Controversy greeted the 28-year-old almost immediately after it was announced she had won a close fought contest to unseat current NUS president Megan Dunn.
Bouattia, who will become the union’s first black Muslim woman leader, told Channel 4 News on Tuesday that allegations levelled against her are both untrue and a distraction from her historic election.
She said: “It’s no surprise that a Muslim woman elected into a national position will receive such extensive national attention, and racialised and sexist abuse.”
Bouattia addressed an issue which has thus far plagued her short time as president-elect - the reported refusal to condemn the so-called Islamic State in 2014.
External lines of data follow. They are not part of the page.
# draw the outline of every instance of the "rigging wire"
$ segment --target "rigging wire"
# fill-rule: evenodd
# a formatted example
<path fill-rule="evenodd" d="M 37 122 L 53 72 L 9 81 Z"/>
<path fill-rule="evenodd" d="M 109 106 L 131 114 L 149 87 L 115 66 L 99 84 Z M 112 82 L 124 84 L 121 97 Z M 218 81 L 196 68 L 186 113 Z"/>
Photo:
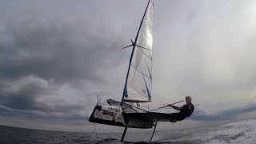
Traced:
<path fill-rule="evenodd" d="M 95 128 L 95 134 L 96 134 L 97 142 L 98 142 L 97 129 L 96 129 L 96 123 L 95 122 L 94 122 L 94 128 Z"/>

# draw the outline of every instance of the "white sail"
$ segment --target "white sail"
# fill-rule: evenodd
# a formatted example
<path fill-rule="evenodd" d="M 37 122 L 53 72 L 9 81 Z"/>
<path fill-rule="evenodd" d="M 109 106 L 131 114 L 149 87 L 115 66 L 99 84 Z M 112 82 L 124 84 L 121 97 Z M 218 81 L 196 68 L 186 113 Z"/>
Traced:
<path fill-rule="evenodd" d="M 146 10 L 138 40 L 135 40 L 136 46 L 124 90 L 124 102 L 145 102 L 151 100 L 153 10 L 154 2 L 151 0 Z"/>

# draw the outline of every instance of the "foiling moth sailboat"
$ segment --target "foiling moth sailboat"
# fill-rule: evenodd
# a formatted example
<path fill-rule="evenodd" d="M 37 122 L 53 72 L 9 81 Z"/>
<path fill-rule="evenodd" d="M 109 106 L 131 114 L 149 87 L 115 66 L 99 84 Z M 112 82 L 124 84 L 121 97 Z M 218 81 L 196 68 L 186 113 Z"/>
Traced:
<path fill-rule="evenodd" d="M 132 44 L 125 47 L 132 46 L 132 52 L 122 101 L 108 99 L 110 106 L 97 104 L 89 119 L 90 122 L 125 127 L 121 141 L 128 127 L 154 126 L 152 139 L 158 122 L 176 122 L 169 114 L 152 112 L 154 110 L 146 110 L 132 105 L 151 102 L 153 12 L 154 0 L 149 0 L 134 41 L 131 40 Z"/>

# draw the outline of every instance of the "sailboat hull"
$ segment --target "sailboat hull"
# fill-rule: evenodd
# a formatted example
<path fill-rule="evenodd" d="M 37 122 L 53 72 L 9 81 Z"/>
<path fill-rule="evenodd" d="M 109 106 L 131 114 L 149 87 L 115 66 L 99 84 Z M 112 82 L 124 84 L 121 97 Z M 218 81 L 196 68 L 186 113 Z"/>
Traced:
<path fill-rule="evenodd" d="M 154 125 L 153 121 L 136 116 L 133 117 L 130 114 L 122 113 L 120 106 L 97 105 L 90 117 L 89 122 L 140 129 L 150 129 Z"/>

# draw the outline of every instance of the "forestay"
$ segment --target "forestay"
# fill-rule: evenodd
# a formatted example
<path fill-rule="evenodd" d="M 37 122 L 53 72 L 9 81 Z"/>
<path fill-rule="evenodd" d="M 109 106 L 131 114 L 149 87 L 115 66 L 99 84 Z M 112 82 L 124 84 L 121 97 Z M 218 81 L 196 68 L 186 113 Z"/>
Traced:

She explained that an issue with the wording of a motion prompted her to suggest it be replaced, and she remained adamant the decision did not warrant the criticism she has since received.
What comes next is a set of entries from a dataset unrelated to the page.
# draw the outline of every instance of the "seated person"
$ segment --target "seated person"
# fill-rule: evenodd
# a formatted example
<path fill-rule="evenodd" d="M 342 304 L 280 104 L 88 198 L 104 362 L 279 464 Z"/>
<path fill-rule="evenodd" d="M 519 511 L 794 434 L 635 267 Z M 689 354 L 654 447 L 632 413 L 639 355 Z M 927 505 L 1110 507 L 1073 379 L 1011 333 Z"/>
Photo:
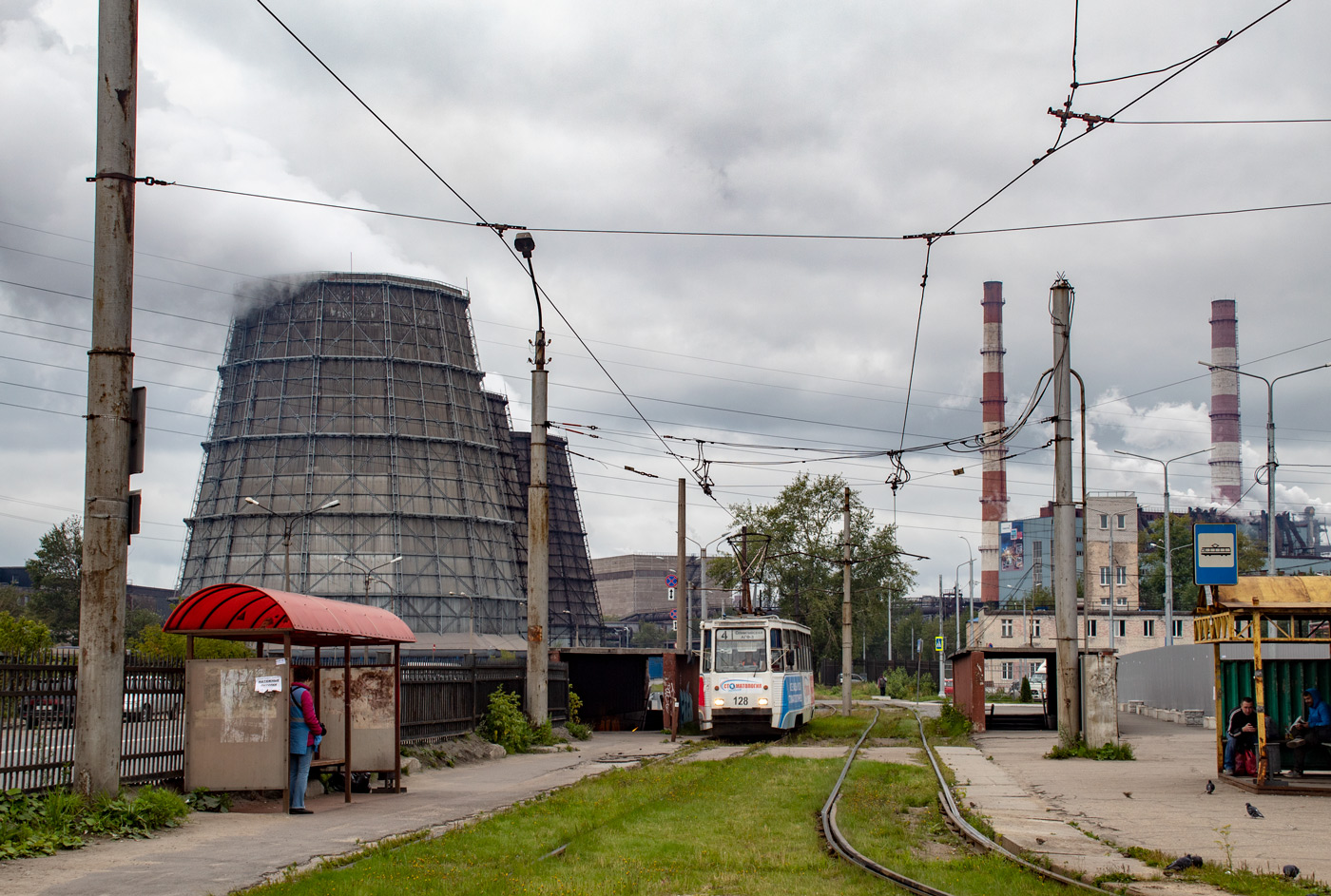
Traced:
<path fill-rule="evenodd" d="M 1222 772 L 1233 775 L 1234 756 L 1240 750 L 1254 750 L 1256 747 L 1256 705 L 1251 697 L 1244 697 L 1239 701 L 1239 707 L 1230 713 L 1225 734 L 1225 768 Z"/>
<path fill-rule="evenodd" d="M 1303 691 L 1303 711 L 1307 721 L 1298 719 L 1290 726 L 1294 738 L 1286 743 L 1294 748 L 1294 768 L 1287 772 L 1290 778 L 1303 778 L 1308 747 L 1331 742 L 1331 707 L 1322 699 L 1322 691 L 1316 687 Z"/>

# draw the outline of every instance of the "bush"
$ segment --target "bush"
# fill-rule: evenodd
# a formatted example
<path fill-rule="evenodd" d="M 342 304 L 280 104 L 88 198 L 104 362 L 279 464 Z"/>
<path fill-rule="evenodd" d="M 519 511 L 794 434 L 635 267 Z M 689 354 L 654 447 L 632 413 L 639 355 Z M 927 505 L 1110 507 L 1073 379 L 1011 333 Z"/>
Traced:
<path fill-rule="evenodd" d="M 522 713 L 522 697 L 516 691 L 508 693 L 498 687 L 490 695 L 490 709 L 480 725 L 480 736 L 508 752 L 526 752 L 531 747 L 534 732 Z"/>

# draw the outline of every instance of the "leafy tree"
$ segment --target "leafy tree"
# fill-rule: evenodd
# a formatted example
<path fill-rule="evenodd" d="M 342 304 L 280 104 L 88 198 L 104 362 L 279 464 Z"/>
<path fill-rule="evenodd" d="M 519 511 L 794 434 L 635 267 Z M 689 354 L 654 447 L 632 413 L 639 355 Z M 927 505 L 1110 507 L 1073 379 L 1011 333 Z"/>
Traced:
<path fill-rule="evenodd" d="M 669 641 L 669 631 L 655 622 L 643 622 L 634 634 L 635 647 L 662 647 Z"/>
<path fill-rule="evenodd" d="M 0 653 L 23 655 L 49 650 L 55 641 L 51 629 L 36 619 L 19 619 L 0 610 Z"/>
<path fill-rule="evenodd" d="M 767 505 L 731 506 L 736 525 L 772 537 L 768 561 L 757 584 L 773 609 L 809 626 L 815 658 L 841 650 L 841 476 L 803 473 Z M 873 525 L 873 512 L 851 495 L 851 621 L 856 641 L 878 646 L 888 633 L 888 594 L 900 596 L 914 584 L 914 570 L 897 554 L 893 526 Z M 733 557 L 708 566 L 717 588 L 737 588 Z M 893 629 L 897 629 L 893 619 Z M 877 653 L 877 651 L 876 651 Z"/>
<path fill-rule="evenodd" d="M 41 536 L 24 566 L 32 580 L 28 612 L 51 626 L 60 641 L 79 639 L 79 589 L 83 585 L 83 524 L 72 516 Z"/>
<path fill-rule="evenodd" d="M 148 625 L 133 641 L 126 641 L 129 649 L 145 657 L 156 659 L 184 659 L 185 635 L 162 631 L 160 623 Z M 224 641 L 221 638 L 194 638 L 196 659 L 228 659 L 240 657 L 253 657 L 254 651 L 241 641 Z"/>
<path fill-rule="evenodd" d="M 156 625 L 162 627 L 162 618 L 153 610 L 130 610 L 125 614 L 125 643 L 129 643 L 142 633 L 144 629 Z"/>
<path fill-rule="evenodd" d="M 1170 514 L 1170 550 L 1174 554 L 1174 610 L 1191 613 L 1197 606 L 1197 584 L 1193 581 L 1193 520 Z M 1240 530 L 1238 538 L 1239 576 L 1252 576 L 1266 566 L 1266 548 Z M 1137 537 L 1138 596 L 1142 609 L 1165 609 L 1165 517 L 1154 520 Z M 1157 546 L 1151 546 L 1157 545 Z"/>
She told presenter Cathy Newman: “The motion had problematic wording which blurred the lines between condemning Isis and holding all Muslims accountable for its actions.
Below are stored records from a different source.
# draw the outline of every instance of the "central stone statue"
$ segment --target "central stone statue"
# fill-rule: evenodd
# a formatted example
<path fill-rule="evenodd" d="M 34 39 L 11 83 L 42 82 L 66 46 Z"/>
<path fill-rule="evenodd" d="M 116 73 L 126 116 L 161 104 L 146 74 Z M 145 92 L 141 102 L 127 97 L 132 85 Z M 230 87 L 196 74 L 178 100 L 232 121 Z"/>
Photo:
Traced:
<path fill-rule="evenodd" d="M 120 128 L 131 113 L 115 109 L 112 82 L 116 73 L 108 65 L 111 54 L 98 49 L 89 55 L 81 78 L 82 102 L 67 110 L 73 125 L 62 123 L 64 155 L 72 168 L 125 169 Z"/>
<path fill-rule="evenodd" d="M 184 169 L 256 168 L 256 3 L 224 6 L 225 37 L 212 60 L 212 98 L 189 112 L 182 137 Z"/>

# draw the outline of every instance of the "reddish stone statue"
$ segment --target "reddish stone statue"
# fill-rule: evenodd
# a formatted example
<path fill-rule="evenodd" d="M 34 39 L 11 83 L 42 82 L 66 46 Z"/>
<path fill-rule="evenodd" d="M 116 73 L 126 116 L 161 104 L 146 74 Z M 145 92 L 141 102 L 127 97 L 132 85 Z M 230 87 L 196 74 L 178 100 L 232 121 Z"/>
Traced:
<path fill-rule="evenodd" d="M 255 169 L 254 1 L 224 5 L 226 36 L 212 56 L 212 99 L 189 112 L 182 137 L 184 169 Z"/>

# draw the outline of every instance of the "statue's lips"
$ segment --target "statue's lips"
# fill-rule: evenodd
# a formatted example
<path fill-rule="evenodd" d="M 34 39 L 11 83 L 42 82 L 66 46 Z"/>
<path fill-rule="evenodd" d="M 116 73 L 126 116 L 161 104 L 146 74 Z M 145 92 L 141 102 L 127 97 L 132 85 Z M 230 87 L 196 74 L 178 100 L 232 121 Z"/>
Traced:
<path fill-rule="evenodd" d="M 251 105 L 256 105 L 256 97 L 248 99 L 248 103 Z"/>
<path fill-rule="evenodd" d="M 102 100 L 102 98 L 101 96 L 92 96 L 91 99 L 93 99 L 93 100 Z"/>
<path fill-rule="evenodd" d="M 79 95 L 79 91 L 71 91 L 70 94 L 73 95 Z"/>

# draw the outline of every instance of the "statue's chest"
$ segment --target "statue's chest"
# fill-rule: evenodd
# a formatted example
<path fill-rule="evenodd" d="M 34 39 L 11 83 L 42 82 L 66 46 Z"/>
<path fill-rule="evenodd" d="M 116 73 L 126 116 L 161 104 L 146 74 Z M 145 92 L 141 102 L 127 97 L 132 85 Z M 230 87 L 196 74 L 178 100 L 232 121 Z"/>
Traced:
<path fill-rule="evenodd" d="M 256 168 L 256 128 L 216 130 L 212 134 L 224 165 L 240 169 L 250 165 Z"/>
“I spoke against the motion promising to bring another to the national executive [of the NUS] which was clear in its condemnation of the group and in its solidarity to the Kurdish people and it was voted through unanimously.
“The reaction that followed and, really, the total lies that have been published across the media and the attacks that followed through social media are totally unfounded.
“I have always condemned Isis and will continued to.”
Asked whether there is a double standard in her treatment of similar motions condemning Israel, Bouattia said: “Absolutely not.
“When it comes to the case of Israel we condemn human rights violations, the violations of international law and the continued oppression of the Palestinian people.”
“We are clear and specific in doing so,” she added.
“I have always condemned Isis and will continued to.”
Shortly before her election at a national conference last week, a 2014 video was unearthed showing Bouattia refer to a “Zionist-led media”.
And an article she co-authored whilst a student at the University of Birmingham described the institution as “something of a Zionist outpost”.
The Encyclopedia Britannica definition of Zionism, is a Jewish nationalist movement that has had as its goal the creation and support of a Jewish national state in Palestine.
Yet to the accusation she is against Israel’s right to exist, Bouattia said: “I have a problem with the continued occupation of the Palestinian people and them being stripped of their rights.”
“Israel, as it behaves, is problematic to me,” she added.
Bouattia, an Algerian refugee who fled persecution with her family at the age of 7, said receiving abuse and threats since her election had been particularly difficult for her parents.
“They thought they had left Algeria with the intention to protect us and to make sure we thrive and succeed in education here in the UK, only to be met with this [abuse] when we do reach those positions of success,” she said.
Students from more than ten universities say they will campaign to disaffiliate from the national union, in part due to Bouattia's election.